Antibiotic resistance genes and human bacterial pathogens: Co-occurrence, removal, and enrichment in municipal sewage sludge digesters

Feng Ju, Bing Li, Liping Ma, Yubo Wang, Danping Huang, Tong Zhang

Environmental Biotechnology Lab, The University of Hong Kong, Hong Kong SAR, China.

Abstract

Understanding which/how antibiotic resistance genes (ARGs) contribute to increased acquisition of resistance by pathogens in aquatic environments are challenges of profound significance. We explored the co-occurrence and removal versus enrichment of ARGs and human bacterial pathogens (HBPs) in municipal sewage sludge digesters. We combined metagenomic detection of a wide spectrum of 323 ARGs and 83 HBPs with a correlation-based statistical approach and charted a network of their co-occurrence relationships. The results indicate that most ARGs and a minor proportion of HBPs (mainly Collinsella aerofaciens, Streptococcus salivarius and Gordonia bronchialis) could not be removed by anaerobic digestion, revealing a biological risk of post-digestion sludge in disseminating antibiotic resistance and pathogenicity. Moreover, preferential co-occurrence patterns were evident within one ARG type (e.g., multidrug, beta-lactam, and aminoglycoside) and between two different ARG types (i.e., aminoglycoside and beta-lactam), possibly implicating co-effects of antibiotic selection pressure and co-resistance on shaping antibiotic resistome in sewage sludge.

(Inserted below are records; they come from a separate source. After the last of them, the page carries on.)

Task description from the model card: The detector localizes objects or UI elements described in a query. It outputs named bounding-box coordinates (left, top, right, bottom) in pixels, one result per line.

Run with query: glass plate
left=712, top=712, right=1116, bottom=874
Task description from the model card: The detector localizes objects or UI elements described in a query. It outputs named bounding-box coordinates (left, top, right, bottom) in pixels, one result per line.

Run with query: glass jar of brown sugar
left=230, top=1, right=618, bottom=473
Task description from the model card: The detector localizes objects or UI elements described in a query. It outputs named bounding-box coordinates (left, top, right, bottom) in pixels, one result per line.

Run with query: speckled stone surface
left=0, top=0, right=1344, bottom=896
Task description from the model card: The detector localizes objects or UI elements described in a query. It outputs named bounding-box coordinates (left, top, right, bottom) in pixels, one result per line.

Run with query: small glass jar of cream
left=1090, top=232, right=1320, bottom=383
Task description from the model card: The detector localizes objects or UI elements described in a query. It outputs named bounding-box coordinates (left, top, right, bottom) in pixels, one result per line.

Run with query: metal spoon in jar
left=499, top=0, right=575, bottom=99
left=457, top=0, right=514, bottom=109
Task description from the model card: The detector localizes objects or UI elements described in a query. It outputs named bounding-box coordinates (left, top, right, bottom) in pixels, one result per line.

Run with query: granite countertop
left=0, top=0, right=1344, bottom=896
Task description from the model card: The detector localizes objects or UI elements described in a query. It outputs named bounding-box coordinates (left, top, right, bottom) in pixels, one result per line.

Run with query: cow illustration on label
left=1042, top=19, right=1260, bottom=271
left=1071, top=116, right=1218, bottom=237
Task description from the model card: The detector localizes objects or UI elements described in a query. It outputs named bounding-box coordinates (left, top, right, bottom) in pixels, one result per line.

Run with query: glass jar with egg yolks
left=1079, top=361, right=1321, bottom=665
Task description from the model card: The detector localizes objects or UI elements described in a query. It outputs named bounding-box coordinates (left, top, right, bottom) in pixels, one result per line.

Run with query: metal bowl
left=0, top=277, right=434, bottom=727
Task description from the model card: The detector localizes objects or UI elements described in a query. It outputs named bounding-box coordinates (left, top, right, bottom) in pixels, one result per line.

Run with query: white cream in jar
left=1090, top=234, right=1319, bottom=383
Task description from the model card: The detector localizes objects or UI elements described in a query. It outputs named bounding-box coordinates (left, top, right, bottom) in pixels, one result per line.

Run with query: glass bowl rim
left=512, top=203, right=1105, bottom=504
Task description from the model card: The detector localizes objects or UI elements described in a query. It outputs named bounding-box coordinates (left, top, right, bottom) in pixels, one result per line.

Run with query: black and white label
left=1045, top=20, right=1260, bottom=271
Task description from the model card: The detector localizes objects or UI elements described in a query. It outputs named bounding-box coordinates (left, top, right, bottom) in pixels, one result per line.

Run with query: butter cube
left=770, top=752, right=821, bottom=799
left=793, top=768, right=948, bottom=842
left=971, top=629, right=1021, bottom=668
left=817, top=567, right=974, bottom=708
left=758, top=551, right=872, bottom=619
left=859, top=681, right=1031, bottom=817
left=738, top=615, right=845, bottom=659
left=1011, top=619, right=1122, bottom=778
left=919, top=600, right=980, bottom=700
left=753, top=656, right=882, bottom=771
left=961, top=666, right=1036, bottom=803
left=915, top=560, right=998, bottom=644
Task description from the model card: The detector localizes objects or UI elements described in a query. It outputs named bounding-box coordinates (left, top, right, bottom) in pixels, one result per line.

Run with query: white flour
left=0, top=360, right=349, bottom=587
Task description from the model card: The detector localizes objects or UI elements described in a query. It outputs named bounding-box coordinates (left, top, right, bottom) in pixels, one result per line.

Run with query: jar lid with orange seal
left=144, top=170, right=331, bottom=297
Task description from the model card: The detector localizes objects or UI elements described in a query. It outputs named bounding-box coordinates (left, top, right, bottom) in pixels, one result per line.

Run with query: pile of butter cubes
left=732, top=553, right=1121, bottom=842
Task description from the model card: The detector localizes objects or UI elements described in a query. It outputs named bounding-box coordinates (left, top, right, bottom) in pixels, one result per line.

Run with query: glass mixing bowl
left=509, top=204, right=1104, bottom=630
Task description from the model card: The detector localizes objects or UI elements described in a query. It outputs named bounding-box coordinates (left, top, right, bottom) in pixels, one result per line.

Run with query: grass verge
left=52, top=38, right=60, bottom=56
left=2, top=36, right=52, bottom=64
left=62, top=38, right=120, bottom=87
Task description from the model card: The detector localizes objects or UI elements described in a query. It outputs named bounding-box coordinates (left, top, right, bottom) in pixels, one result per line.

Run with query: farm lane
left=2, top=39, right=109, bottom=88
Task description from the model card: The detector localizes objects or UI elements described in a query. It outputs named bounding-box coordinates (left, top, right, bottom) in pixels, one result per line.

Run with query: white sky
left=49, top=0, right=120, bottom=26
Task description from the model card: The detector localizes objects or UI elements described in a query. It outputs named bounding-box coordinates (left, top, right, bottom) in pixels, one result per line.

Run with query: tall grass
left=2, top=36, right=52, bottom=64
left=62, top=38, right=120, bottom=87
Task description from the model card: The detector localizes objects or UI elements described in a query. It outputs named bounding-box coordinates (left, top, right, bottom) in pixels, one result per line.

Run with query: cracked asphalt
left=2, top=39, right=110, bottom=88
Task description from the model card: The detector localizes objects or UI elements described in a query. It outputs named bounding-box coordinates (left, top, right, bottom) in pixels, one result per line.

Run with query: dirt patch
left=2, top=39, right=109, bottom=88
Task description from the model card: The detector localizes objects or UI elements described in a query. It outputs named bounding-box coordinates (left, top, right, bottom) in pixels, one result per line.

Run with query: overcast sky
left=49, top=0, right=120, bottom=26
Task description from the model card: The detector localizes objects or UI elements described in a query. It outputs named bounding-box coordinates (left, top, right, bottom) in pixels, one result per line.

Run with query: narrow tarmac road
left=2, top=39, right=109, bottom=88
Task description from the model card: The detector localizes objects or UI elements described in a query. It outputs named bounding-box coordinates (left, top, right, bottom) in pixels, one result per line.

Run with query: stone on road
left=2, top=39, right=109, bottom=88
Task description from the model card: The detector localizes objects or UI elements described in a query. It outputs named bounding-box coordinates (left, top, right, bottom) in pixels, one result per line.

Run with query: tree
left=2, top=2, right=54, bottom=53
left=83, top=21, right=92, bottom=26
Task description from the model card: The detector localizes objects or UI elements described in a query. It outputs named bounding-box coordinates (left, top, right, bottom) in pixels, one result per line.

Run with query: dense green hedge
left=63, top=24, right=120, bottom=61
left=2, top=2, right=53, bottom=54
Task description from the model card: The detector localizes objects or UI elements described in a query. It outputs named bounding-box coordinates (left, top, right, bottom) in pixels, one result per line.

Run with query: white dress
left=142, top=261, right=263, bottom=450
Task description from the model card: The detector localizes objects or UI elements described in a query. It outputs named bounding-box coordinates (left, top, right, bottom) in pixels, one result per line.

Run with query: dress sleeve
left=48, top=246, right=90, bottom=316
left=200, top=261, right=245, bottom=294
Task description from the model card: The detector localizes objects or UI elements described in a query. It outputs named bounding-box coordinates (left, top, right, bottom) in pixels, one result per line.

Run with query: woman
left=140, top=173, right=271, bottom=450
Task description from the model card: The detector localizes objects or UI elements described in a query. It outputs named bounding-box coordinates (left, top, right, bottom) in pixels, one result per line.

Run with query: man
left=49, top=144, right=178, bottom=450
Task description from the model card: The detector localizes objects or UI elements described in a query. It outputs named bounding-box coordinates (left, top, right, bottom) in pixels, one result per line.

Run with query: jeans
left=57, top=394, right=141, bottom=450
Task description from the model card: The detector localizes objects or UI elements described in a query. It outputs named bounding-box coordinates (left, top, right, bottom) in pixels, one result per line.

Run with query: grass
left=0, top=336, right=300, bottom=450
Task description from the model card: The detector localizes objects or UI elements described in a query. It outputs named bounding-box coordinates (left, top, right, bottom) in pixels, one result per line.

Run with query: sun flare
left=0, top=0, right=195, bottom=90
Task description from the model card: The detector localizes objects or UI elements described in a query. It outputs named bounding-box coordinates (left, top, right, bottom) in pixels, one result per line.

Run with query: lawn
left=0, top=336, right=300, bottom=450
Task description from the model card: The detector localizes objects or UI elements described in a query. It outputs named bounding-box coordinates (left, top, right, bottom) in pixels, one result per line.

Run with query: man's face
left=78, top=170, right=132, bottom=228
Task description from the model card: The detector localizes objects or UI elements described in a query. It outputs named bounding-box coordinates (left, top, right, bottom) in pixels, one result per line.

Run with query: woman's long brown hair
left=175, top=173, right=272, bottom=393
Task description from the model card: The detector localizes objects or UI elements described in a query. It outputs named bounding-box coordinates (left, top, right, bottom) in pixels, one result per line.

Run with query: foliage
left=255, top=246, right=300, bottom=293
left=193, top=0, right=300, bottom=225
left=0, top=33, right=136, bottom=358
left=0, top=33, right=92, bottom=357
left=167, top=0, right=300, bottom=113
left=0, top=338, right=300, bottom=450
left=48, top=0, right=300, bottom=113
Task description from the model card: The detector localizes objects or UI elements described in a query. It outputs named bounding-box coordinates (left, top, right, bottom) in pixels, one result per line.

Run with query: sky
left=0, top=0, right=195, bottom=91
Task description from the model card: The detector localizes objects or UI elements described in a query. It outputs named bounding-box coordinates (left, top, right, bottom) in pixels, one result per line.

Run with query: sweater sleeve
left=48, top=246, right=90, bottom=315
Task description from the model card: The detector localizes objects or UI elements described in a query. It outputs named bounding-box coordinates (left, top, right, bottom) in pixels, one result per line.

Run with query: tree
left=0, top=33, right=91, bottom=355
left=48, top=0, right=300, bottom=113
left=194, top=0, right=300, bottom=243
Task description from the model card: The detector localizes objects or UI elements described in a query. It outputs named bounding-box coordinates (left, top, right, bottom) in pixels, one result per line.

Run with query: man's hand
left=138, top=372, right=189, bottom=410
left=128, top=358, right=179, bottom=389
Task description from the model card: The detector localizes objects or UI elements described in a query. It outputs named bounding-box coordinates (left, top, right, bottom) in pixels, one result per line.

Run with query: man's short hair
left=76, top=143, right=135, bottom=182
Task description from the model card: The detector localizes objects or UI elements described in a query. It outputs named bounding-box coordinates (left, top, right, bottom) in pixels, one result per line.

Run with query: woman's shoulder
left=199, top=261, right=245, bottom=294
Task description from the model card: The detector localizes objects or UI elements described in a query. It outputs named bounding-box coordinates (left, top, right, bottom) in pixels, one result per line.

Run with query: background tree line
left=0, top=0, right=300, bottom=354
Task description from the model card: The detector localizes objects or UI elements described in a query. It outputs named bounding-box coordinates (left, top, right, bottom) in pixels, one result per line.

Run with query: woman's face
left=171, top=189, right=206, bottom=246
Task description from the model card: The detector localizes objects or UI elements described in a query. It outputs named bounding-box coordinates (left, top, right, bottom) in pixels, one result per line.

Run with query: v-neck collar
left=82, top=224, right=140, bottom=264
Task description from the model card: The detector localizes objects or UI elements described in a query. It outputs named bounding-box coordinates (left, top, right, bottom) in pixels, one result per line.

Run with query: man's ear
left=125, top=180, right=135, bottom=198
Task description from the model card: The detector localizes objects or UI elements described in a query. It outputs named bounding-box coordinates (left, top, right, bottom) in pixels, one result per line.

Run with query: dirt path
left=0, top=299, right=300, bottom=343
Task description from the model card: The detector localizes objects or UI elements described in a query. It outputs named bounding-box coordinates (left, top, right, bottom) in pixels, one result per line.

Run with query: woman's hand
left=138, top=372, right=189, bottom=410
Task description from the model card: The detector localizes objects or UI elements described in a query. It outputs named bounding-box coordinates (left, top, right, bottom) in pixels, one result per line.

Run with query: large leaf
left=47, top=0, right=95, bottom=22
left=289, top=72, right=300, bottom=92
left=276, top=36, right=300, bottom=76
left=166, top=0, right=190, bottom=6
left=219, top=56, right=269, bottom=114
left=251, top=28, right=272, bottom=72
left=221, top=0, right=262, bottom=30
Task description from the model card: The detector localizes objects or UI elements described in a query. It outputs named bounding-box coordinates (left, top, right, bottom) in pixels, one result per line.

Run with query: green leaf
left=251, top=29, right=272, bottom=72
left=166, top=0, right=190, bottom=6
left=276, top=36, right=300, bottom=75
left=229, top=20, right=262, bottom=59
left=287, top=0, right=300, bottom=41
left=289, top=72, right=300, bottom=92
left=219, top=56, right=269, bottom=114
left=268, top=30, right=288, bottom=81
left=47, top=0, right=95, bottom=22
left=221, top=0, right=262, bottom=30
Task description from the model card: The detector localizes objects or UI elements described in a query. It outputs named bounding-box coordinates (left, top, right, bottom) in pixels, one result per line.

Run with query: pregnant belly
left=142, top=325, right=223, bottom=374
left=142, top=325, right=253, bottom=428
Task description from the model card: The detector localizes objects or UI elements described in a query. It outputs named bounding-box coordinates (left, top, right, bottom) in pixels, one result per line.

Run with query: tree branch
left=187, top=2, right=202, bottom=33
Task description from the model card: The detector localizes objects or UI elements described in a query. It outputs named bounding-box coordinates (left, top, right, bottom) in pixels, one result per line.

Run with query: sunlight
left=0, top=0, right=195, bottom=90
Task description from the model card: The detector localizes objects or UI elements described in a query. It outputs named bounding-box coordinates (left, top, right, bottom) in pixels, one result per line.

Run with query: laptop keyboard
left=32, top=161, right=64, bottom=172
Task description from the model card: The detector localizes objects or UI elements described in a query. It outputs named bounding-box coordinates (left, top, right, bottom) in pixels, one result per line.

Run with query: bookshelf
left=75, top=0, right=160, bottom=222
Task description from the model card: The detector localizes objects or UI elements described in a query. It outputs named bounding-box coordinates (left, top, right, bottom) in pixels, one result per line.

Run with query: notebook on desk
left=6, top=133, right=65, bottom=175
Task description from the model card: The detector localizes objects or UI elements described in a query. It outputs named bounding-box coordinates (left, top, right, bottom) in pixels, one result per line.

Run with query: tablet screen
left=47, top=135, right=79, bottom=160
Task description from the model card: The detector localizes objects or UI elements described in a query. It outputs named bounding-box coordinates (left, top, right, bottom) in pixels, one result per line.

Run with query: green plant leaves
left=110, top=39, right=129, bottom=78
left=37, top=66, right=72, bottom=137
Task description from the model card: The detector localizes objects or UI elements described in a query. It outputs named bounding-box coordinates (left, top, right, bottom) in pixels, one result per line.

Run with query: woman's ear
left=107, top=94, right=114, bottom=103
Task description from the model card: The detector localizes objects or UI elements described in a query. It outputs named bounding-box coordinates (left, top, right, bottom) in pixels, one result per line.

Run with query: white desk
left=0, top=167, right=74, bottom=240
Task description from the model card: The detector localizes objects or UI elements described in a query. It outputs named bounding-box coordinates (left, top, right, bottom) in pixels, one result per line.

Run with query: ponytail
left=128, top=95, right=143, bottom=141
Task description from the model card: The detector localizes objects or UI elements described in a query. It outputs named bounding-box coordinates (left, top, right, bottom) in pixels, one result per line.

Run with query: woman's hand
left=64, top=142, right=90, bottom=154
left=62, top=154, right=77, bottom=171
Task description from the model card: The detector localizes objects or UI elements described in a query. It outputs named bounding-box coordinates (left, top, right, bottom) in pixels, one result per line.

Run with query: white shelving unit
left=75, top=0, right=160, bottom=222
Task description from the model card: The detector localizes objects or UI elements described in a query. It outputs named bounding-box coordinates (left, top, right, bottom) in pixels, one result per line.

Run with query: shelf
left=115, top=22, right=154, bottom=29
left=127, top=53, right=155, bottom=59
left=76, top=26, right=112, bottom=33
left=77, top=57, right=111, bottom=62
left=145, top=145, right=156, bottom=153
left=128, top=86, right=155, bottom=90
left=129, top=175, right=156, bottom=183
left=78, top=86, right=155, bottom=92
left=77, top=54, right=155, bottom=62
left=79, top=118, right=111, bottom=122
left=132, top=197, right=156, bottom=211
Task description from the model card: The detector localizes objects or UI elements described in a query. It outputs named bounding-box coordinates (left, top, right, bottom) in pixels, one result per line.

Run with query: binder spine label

Unlike beta-lactam resistance genes, ARGs of multidrug and macrolide-lincosamide-streptogramin tended to co-occur more with HBPs. Strikingly, we presented evidence that the most straightforward biological origin of an ARG-species co-occurring event is a hosting relationship. Furthermore, a significant and robust HBP-species co-occurrence correlation provides a proper scenario for nominating HBP indicators (e.g.,Bifidobacterium spp. are perfect indicators of C. aerofaciens; r = 0.92–0.99 and P-values < 0.01). Combined, this study demonstrates a creative and effective network-based metagenomic approach for exploring ARG hosts and HBP indicators and assessing ARGs acquisition by HBPs in human-impacted environments where ARGs and HBPs may co-thrive.

Graphical abstract

Keywords: Antibiotic resistance genes; Human bacterial pathogens; Metagenomics; Network analysis; Sewage sludge; Anaerobic digesters.